A new laser-based phase plate developed by researchers at UC Berkeley, Lawrence Berkeley National Laboratory, and the Chan Zuckerberg Biohub has overcome a key limitation in cryo-electron microscopy, dramatically improving the imaging of small proteins.
The technology, integrated into a custom microscope system named Theia, aims to solve a persistent challenge: imaging proteins below approximately 70 kilodaltons. The findings were published in Science on June 11, 2025.
Core Technology
The laser phase plate adapts the principle of phase-contrast microscopy—a technique pioneered by Frits Zernike in the 1930s—for electron microscopy. In standard light microscopy, contrast is enhanced by shifting the phase of non-scattered light relative to scattered light.
To achieve this effect with electrons, the device uses an intense continuous-wave laser focused within a mirrored cavity. This laser generates a localized electromagnetic field that shifts the phase of the electron beam passing through it.
Unlike previous attempts to create electron phase plates, this laser-based method enhances contrast without significantly reducing beam intensity, causing instability, or degrading resolution. The laser system achieves a focused power of 75 kilowatts. The development follows a theoretical proposal made by Holger Müller and Robert Glaeser in 2010, leading to over 15 years of development.
System and Performance
The laser phase plate is paired with a custom Thermo Fisher Scientific microscope called Theia, designed to maximize the benefit of the laser's brightness. Theia was installed at UC Berkeley and has been operational since 2025.
The system was tested on two proteins: aldolase and hemoglobin (64 kilodaltons).
"The laser phase plate improved the resolution of images for both samples. According to the researchers, the improvement was more significant for hemoglobin, which is smaller and at the lower size limit for standard cryo-EM."

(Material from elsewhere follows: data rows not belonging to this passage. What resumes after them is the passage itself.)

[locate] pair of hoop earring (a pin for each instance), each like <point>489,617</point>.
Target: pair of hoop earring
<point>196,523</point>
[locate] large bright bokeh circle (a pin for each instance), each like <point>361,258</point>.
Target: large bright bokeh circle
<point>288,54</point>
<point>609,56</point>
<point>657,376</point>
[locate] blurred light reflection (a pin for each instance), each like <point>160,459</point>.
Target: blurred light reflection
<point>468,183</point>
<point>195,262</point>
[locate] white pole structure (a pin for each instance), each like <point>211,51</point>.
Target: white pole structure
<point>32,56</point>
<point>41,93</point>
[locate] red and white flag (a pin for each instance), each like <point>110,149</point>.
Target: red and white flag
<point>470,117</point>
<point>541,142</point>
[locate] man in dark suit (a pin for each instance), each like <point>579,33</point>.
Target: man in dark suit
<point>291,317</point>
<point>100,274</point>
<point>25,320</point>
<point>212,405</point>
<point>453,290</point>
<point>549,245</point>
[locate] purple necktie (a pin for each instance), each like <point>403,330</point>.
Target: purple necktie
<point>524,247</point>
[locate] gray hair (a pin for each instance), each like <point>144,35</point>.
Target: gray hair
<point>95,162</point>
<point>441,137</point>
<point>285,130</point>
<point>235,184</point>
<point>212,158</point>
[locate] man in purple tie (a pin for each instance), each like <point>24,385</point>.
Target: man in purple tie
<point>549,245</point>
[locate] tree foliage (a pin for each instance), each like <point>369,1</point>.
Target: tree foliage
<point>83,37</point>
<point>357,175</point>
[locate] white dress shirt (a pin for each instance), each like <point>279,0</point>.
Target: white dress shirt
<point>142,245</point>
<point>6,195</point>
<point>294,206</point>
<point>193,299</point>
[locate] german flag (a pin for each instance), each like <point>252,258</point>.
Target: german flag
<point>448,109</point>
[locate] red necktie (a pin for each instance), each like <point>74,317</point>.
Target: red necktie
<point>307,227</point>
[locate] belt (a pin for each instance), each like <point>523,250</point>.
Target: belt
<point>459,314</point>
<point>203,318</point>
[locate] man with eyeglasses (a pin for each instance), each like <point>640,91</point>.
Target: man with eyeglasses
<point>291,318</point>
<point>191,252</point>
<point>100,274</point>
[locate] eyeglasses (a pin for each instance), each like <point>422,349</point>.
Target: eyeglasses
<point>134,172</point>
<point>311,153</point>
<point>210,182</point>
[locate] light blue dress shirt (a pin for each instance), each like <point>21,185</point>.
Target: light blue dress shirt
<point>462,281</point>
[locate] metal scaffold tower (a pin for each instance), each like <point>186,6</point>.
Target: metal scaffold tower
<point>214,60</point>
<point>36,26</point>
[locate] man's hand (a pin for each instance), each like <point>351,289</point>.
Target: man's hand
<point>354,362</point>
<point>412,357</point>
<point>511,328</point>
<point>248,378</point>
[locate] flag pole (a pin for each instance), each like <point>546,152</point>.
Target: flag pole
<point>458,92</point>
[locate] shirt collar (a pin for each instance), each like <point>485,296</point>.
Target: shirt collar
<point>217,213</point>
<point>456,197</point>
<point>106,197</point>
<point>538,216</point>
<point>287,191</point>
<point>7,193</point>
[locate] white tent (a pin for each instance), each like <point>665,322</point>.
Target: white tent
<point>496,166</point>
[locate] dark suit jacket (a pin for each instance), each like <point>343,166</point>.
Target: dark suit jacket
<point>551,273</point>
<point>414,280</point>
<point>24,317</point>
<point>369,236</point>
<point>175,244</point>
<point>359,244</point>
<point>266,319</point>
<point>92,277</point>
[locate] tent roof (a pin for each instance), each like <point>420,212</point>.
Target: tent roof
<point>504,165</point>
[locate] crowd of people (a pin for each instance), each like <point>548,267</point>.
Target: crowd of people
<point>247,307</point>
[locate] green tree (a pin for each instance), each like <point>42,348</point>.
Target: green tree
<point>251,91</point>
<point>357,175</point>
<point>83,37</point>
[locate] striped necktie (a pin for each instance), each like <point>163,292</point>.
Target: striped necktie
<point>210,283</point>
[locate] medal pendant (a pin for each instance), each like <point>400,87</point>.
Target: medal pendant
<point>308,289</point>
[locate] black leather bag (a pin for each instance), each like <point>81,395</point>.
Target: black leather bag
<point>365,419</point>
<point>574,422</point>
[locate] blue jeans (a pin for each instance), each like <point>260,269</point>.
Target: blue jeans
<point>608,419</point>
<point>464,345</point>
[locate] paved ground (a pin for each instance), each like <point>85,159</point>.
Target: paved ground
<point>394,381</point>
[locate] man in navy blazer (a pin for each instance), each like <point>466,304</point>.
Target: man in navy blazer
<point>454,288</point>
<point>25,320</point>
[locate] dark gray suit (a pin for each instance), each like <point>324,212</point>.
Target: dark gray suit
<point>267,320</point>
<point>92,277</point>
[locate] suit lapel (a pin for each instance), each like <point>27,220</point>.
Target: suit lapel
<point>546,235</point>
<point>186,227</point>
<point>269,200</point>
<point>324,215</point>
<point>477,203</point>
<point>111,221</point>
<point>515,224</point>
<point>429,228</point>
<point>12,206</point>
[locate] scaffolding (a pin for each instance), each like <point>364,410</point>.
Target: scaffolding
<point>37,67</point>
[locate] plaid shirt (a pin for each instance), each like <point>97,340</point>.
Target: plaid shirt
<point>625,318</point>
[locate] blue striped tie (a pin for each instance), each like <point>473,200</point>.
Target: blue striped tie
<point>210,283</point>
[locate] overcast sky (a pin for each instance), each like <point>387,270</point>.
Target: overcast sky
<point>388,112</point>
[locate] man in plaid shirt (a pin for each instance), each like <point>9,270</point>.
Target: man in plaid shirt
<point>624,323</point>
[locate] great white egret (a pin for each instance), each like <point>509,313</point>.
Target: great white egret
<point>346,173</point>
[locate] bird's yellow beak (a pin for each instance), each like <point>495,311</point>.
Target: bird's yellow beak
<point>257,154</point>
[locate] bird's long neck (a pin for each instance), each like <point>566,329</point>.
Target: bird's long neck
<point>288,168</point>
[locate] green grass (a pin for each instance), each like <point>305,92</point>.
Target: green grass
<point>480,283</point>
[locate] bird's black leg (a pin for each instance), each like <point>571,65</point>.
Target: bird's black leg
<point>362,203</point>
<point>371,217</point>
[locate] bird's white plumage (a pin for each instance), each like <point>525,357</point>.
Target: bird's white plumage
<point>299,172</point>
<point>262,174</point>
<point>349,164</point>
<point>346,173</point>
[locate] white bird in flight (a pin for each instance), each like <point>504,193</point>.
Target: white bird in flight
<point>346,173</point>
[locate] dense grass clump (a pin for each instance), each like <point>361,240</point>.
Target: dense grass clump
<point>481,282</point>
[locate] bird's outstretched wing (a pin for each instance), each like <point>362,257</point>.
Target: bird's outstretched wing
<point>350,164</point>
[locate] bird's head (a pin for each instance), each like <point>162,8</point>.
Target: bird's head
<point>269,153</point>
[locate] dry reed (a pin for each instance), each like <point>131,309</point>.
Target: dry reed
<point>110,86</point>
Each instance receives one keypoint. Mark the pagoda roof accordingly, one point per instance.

The phase plate also improved imaging of samples with suboptimal preparation.
Background on Cryo-EM Limitations
Cryo-EM is a method for determining biomolecular structures by imaging frozen samples. It emerged as a key technique in structural biology, but it faces challenges with proteins smaller than approximately 70 kilodaltons. This size range includes an estimated 90% of human proteins.
The technique relies on averaging many images of individual molecules to build a structure, and the low signal-to-noise ratio for small proteins makes this process difficult. Cryo-electron tomography (cryo-ET), which constructs 3D structures by combining images of molecules in their native cellular environment, also requires high contrast to visualize structures within crowded cells.
Future Applications
The researchers plan to extend the technology from single-particle analysis to cryo-electron tomography. A dual-laser version of the system is being developed at the Chan Zuckerberg Biohub in Redwood City, California.
The team has stated that the laser phase plate may enable imaging of proteins down to approximately 17 kilodaltons in the future.
Collaboration and Funding
The work involves UC Berkeley, the Chan Zuckerberg Biohub, and Thermo Fisher Scientific. Co-authors on the study include Petar Petrov, Jessie Zhang, Jonathan Remis, Hang Cheng, Jeremy Axelrod, Eric Cooper, Ian Hicklin, Shahar Sandhaus, Cooper Schnurr, and Robert Glaeser. At the Biohub, Bridget Carragher and David Agard lead the Dynamic Structural Cell Biology group.
The research received funding from the National Institutes of Health (NIH), the National Science Foundation (NSF), the Gordon and Betty Moore Foundation, the Chan Zuckerberg Initiative, and the Berkeley Lab's Laboratory Directed Research and Development (LDRD) program.